James Frye went on trial for the murder of Dr. Brown on July 17, 1922 in Washington, D.C. before Judge William McCoy. Defense attorney Mattingly's case was based entirely on William Marston's lie detection results. When he tried to put Marston on the stand as an expert lie detection witness, the prosecutor objected on the grounds that scientific lie detection was not reliable. The judge agreed. Without the lie detection evidence, Mattingly had no choice but to put his client on the stand. This did not turn out well for the defense.
The jury, after deliberating three hours, found the defendant guilty of second-degree murder, a verdict that spared Frye the death sentence. Having been in court during the argument over the reliability of Marston's lie detection technique, the jurors decided not to send Frye to his death. As Marston put it in his book, "As far as James Frye was concerned, the [lie detection] test undoubtedly saved his life. No jury could help being influenced by the knowledge that Frye's story had been proved truthful by the lie detector."
Richard Mattingly appealed Fry's conviction on the grounds Judge McCoy had erred in excluding William Marston's lie detection test results. In 1923, the circuit court of appeals in the District of Columbia upheld Judge McCoy's exclusion. Judge Van Orsdel wrote the appellate court's opinion that established the test used today for the admission of expert testimony based upon new scientific principles. Judge Van Orsdel wrote: "Just when a scientific principle or discovery crosses the line between the experimental and demonstrative stages is difficult to define. Somewhere in this twilight zone the evidential force of the principle must be recognized, and while courts will go a long way in admitting expert testimony deduced from a well recognized scientific principle or discovery, the thing from which the deduction is made must be sufficiently established to have general acceptance in the particular field in which it belongs."
Although Judge Van Orsdel set the general standard for the admission of new scientific evidence, his opinion didn't indicate exactly what he objected to in Marston's lie detection procedure.
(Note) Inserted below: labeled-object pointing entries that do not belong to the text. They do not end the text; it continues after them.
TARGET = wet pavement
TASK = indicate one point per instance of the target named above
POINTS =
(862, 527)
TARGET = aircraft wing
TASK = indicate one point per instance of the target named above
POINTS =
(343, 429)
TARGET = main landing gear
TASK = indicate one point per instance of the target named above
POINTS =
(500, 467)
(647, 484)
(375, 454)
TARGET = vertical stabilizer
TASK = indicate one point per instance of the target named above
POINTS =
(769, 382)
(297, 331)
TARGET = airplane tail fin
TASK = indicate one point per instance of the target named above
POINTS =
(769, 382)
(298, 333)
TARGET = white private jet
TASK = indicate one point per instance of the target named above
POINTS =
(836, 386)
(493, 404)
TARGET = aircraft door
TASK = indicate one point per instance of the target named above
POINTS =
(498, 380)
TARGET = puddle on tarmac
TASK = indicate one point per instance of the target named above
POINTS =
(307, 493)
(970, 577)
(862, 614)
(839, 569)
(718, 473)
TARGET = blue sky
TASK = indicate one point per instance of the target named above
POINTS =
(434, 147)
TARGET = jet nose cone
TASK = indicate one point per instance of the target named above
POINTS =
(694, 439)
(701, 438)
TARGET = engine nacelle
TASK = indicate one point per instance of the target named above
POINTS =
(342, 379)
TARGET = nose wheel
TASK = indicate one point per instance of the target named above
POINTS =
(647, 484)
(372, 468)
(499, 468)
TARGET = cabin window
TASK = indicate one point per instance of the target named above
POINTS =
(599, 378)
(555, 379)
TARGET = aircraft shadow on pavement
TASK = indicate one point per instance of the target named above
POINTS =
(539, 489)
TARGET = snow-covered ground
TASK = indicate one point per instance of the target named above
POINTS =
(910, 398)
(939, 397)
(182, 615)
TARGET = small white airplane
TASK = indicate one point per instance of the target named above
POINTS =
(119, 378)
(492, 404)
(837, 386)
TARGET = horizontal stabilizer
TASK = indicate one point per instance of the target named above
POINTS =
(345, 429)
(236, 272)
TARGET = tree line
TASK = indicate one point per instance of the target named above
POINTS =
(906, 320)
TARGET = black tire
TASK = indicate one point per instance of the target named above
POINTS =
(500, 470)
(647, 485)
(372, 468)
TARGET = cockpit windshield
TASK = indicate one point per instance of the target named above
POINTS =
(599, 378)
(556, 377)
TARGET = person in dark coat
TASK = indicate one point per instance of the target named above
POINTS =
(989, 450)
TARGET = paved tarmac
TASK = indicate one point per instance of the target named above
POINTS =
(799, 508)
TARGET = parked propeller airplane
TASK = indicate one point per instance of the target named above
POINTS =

It was not clear whether the judge questioned the underlying principle that lying causes measurable changes in a person's blood pressure, or if he objected to Marston's systolic blood pressure test as a method of gathering and recording this data for interpretation. The judge may have rejected both the scientific principle behind Marston's test, and the technique itself.
If the Frye court's rejection primarily involved the lie detection technique rather than the scientific principle behind it, then it was Marston's systolic blood pressure evidence, not John Larson's polygraph that was being ruled inadmissible in the Frye case. If this were true, then it could be argued that the Frye decision has been inappropriately cited all of these years as precedent for the court exclusion of polygraph evidence.
As for James Frye, he was paroled from the District of Columbia Prison at Lorton, Virginia on June 17, 1939. He had served 18 years behind bars, and died in 1953 at age 58. If it hadn't been for William Marston's unsophisticated and unreliable lie detection test, he may have died a lot sooner.
“and died in 1953 at age 58. If it hadn't been for William Marston's unsophisticated and unreliable lie detection test, he may have died a lot sooner.”
ReplyDeleteHow did the polygraph delay Frye’s death? It’s unclear.